Precedence of && over || [duplicate]

Question

As I know logical operator && has higher precedence than ||. On running the code:

#include <stdio.h>

int main()
{
    int i = 1, j =1, k = 1;

    printf("%d\n",++i || ++j && ++k);
    printf("%d %d %d",i,j,k);

    return 0;
}

is giving the output:

1
2 1 1

which is possible only when ++i || ++j && ++k is evaluated like this:

(++i) || (++j && ++k)

But, according to operator precedence rule it should be evaluated as:

(++i || ++j) && (++k)

and hence output should be:

1
2 1 2

What is going wrong with this?

NOTE: As per my understanding I think an operator of higher precedence evaluated as follows(if it is left associative):
1. Evaluate its left expression
2. Then evaluate its right expression(if needed)
Am I wrong?

Answer 1

Firstly, as you said it yourself, && has higher precedence, which means that operand grouping should be

 (++i) || (++j && ++k)

Why you are saying that "according to operator precedence" it should be (++i || ++j) && (++k) is not clear to me. That just contradicts what you said yourself.

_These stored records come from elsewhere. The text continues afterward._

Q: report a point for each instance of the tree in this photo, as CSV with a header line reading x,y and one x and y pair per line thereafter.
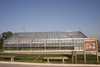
x,y
5,35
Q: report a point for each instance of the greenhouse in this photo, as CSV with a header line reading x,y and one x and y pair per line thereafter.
x,y
45,41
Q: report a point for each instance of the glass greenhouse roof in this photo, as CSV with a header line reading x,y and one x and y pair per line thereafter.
x,y
28,36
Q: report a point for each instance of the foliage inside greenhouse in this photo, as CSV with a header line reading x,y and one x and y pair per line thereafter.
x,y
45,41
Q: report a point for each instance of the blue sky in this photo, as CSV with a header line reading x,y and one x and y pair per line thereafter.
x,y
51,15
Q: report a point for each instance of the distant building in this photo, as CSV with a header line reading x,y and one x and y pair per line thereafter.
x,y
45,41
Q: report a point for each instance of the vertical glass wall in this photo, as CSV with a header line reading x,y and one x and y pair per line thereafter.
x,y
45,41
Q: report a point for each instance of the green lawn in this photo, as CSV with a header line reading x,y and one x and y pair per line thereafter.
x,y
1,49
91,59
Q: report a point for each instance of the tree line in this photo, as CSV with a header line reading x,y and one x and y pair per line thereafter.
x,y
4,36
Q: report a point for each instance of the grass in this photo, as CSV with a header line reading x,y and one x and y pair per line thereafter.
x,y
1,49
91,59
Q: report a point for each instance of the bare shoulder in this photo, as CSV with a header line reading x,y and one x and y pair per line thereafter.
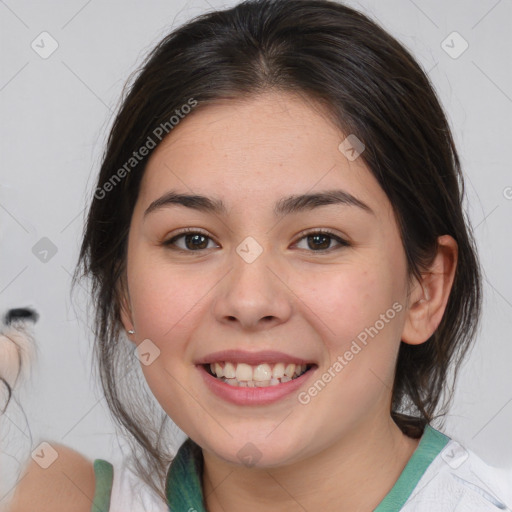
x,y
68,483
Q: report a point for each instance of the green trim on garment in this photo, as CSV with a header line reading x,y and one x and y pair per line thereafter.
x,y
104,474
184,487
431,443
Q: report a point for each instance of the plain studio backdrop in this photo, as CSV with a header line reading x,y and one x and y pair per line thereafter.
x,y
63,65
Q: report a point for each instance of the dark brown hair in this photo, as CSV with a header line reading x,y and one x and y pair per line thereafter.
x,y
371,87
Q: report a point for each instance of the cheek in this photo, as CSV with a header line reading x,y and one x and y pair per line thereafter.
x,y
344,301
165,303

Secondly, operator precedence has absolutely nothing to do with order of evaluation. Operator precedence dictates the grouping between operators and their operands (i.e. operator precedence says which operand belongs to which operator).

Meanwhile, order of evaluation is a completely different story. It either remains undefined or defined by completely different set of rules. In case of || and && operators the order of evaluation is indeed defined as left-to-right (with mandatory early completion whenever possible).

So, operator precedence rules tell you that the grouping should be

 (++i) || ((++j) && (++k))

Now, order-of-evaluation rules tell you that first we evaluate ++i, then (if necessary) we evaluate ++j, then (if necessary) we evaluate ++k, then we evaluate && and finally we evaluate ||.

Answer 2

You say:

which is possible only when ++i || ++j && ++k is evaluated like this:

(++i) || (++j && ++k)

But, according to operator precedence rule it should be evaluated as:

(++i || ++j) && (++k)

The first grouping is correct because the precedence of && is higher than the precedence of ||. Then the expression as a whole evaluates the LHS of the ||, with the side-effect of incrementing i, which evaluates to true. That means that the RHS of the || (the && expression) is not evaluated at all because it is not needed to determine the truth of the overall expression.

So, the compiler is correct; you misunderstood precedence in some way.

---

Why is the first grouping correct? According to first grouping || has higher precedence than &&. What is going wrong with me?

You don't understand precedence, it seems, or you don't understand the interaction of precedence with order of evaluation. The first grouping gives higher precedence to &&.

If you have a + b * c, where * has a higher precedence than +, then it is evaluated as a + (b * c), is it not? Change + to || and * to && and the expressions are isomorphic and the interpretation is similar.

The big difference between the arithmetic expression and the logical expression is that the operands of the logical expression have to be evaluated left-to-right but the operands of the arithmetic expression do not; the compiler could evaluate b * c before evaluating a (but must evaluate b * c before doing the addition). By contrast, in the logical expression (a || b && c), the compiler must evaluate a before evaluating b && c, and when a turns out to be true, it must not evaluate either b or c, let alone b && c.